Statement on #Vis4Good
Data visualization has a powerful role to play in effecting positive change in the world. In the current moment of triple pandemics – systemic racism, COVID-19, and the economic crisis – we have seen an explosion of data visualization to try to make sense of all of these phenomena. Here I’m thinking of the variations on the “flatten the curve” graphic, the unending proliferation of charts depicting case counts and death counts – more recently broken down by race and ethnicity, and the incredulous New York Times front-page color graphic of the historic unemployment numbers.
These triple crises are macro and structural. Their causes and their effects are intertwined. Their scope is shown better with numbers than at the scale of the individual body. And yet we know the devastating tolls of these crises are felt most on the human lives and the human beings behind the numbers.
The triple pandemics are posing some difficult visual communication problems: how do you depict exponential growth in an accessible way? How do you visually explain the uncertainty in numbers like case counts, where we (at least in the U.S. context) have not done nearly enough testing to make them a reliable indicator of actual cases? When and how do you name structural racism and white supremacy when they surface in the numbers? How do we avoid perpetuating deficit narratives of Black communities – depicting Black death without depicting Black agency, Black strength and Black resilience?
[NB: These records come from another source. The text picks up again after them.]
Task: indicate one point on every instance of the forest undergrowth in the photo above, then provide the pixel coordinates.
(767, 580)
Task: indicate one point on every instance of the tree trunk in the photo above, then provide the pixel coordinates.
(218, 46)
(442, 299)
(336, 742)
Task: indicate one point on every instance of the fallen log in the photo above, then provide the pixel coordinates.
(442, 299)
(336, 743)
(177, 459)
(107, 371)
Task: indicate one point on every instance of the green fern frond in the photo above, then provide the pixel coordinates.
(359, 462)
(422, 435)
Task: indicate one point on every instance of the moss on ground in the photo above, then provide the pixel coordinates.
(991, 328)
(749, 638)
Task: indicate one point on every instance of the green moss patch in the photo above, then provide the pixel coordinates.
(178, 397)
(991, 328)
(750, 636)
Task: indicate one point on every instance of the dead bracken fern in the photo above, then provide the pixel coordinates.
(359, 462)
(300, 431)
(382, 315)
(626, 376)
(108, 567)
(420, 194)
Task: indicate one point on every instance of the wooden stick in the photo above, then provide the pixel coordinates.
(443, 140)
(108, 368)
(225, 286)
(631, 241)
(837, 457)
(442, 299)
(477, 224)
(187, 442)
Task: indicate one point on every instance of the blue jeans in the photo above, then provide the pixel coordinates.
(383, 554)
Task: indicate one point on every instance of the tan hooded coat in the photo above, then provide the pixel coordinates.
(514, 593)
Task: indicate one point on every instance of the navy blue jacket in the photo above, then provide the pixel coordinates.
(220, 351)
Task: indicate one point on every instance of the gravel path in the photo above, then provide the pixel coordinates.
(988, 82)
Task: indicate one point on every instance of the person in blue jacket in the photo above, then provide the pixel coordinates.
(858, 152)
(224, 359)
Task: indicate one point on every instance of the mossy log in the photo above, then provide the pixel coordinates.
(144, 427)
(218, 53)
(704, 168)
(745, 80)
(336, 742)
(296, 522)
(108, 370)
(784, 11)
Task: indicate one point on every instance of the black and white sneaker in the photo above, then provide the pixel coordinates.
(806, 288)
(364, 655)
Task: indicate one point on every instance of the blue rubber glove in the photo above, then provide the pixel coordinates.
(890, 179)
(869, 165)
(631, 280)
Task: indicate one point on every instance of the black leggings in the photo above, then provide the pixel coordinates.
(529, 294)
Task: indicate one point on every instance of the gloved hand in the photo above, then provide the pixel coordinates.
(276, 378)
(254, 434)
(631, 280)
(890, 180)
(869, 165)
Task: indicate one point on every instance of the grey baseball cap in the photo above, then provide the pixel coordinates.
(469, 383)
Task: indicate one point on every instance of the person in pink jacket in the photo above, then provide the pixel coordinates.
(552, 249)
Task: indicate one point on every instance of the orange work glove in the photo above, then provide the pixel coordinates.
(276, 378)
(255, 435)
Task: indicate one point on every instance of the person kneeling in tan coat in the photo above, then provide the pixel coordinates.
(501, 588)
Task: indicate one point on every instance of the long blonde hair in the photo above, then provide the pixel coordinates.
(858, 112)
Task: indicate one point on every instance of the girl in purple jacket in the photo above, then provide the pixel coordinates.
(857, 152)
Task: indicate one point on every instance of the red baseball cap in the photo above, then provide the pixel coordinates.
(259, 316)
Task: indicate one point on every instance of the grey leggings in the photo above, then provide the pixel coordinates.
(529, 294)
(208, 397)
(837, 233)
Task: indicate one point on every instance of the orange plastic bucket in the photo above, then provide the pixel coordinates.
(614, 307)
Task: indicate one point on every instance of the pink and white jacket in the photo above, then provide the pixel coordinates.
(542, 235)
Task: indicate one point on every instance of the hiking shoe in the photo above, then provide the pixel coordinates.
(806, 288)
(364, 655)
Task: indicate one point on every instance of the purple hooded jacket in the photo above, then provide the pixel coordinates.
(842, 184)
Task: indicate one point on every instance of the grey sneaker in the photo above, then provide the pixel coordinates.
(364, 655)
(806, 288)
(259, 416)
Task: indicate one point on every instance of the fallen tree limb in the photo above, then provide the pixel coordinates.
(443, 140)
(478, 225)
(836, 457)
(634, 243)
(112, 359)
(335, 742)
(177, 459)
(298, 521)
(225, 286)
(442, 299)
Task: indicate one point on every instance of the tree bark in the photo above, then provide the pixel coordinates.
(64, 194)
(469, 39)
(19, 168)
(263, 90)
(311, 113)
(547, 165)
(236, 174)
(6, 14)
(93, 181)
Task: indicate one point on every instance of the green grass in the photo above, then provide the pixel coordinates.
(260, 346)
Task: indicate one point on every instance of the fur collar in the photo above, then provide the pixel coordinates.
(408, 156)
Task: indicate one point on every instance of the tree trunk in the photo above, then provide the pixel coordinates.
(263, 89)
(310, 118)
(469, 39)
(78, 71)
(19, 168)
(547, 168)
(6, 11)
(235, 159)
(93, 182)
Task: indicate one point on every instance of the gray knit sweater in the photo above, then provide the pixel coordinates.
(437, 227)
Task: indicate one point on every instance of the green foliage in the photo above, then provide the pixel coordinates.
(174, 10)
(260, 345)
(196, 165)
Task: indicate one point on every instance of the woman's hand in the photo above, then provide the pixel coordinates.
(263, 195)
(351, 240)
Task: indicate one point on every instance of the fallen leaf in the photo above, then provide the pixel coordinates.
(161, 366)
How do we never, ever forget that the inputs to the models and the dots on the maps and the ticks on the charts are people, are people, are people?
The extent to which data visualization can effect positive change in the world will depend on how the community can respond to these questions and to what extent it can grapple with the inequalities baked into its own systems: the overrepresentation of elite white cisgender heterosexual men from the Global North, for example. We show many exciting examples of data visualization in the service of justice in our book Data Feminism. But for the most part those are happening on the margins of the field because the field excludes on the basis of academic credentials, technical credentials, race, gender, perceived neutrality, and more.
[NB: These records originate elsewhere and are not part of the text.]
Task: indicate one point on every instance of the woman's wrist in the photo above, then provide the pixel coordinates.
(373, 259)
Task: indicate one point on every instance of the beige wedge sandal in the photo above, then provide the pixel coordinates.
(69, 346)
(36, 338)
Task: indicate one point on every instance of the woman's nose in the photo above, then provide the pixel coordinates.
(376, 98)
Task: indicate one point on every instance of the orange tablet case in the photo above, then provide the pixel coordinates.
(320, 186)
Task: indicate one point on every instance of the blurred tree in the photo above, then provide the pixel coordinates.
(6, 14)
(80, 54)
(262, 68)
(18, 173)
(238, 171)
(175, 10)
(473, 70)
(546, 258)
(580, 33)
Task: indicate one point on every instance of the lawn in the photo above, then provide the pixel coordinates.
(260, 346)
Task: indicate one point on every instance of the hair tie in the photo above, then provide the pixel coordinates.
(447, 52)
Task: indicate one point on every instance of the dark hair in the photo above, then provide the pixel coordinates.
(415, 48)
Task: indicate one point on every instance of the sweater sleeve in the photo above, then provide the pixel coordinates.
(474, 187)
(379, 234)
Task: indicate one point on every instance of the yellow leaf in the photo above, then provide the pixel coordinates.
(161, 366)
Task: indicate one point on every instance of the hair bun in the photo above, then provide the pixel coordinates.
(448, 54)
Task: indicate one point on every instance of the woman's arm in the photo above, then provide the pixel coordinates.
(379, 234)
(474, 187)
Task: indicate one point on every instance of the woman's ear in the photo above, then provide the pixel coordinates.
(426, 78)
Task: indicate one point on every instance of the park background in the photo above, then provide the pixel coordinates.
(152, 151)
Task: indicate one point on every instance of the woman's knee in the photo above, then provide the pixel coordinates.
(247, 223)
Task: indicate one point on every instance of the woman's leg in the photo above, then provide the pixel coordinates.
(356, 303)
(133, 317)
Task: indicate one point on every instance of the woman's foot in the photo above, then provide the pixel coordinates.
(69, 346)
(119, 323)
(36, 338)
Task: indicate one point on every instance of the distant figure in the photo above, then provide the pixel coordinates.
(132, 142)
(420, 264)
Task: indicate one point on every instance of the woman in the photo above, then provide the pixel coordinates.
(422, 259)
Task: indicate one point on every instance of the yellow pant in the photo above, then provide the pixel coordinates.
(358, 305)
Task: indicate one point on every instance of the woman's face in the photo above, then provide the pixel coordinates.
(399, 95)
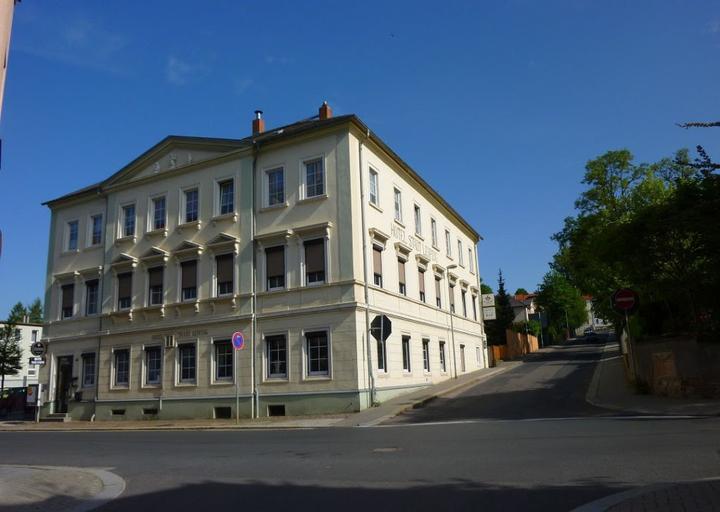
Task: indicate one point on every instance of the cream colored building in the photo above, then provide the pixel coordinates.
(298, 237)
(26, 333)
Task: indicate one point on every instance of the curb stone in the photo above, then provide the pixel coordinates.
(605, 503)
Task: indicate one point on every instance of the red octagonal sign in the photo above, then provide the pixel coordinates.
(625, 300)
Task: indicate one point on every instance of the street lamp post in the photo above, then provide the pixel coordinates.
(452, 327)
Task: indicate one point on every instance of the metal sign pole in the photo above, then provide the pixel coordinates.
(237, 387)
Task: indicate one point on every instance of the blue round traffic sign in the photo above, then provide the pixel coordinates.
(238, 340)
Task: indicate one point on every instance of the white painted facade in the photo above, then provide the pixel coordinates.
(317, 311)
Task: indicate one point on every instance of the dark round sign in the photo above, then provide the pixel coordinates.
(37, 348)
(625, 300)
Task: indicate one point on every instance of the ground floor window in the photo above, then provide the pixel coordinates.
(406, 353)
(318, 353)
(153, 365)
(276, 356)
(88, 369)
(121, 362)
(187, 355)
(382, 363)
(443, 365)
(223, 360)
(426, 355)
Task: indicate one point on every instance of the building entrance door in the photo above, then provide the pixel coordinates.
(64, 381)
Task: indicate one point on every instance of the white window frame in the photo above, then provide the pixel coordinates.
(68, 231)
(214, 380)
(417, 219)
(121, 221)
(83, 373)
(433, 232)
(303, 176)
(397, 205)
(178, 362)
(215, 293)
(266, 186)
(409, 354)
(306, 356)
(218, 197)
(144, 367)
(182, 220)
(151, 213)
(284, 245)
(266, 361)
(372, 172)
(89, 229)
(113, 369)
(303, 267)
(425, 344)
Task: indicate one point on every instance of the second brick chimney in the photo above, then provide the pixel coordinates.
(258, 123)
(325, 111)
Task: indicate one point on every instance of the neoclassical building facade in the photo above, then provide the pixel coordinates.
(298, 237)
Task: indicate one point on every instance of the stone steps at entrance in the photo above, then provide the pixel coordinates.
(58, 417)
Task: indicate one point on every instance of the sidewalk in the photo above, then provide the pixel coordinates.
(57, 488)
(696, 496)
(365, 418)
(610, 390)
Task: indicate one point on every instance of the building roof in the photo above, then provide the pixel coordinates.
(268, 136)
We can help data visualization effect positive change in the world in four ways:
- Self-reflection and community learning to understand how to decolonize ourselves and then the field.
- Re-engineering structural incentives and funding guided by values based in equity, justice and co-liberation.
- Focus on participatory methods and the ethics of collaboration with marginalized groups. For example, there has been some excellent work on equitable participatory design in the HCI community by Christina Harrington and co-authors.
- Centering socially-engaged data literacy and creative pedagogy so as to stop pushing out the BIPOC people and women from the field.
Catherine D’Ignazio is a hacker mama, scholar, and artist/designer who focuses on feminist technology, data literacy and civic engagement. She has run women’s health hackathons, designed global news recommendation systems, created talking and tweeting water quality sculptures, and led walking data visualizations to envision the future of sea level rise. Her 2020 book from MIT Press, Data Feminism, co-authored with Lauren Klein, charts a course for more ethical and empowering data science practices. D’Ignazio is an assistant professor of Urban Science and Planning in the Department of Urban Studies and Planning at MIT where she is the Director of the Data + Feminism Lab.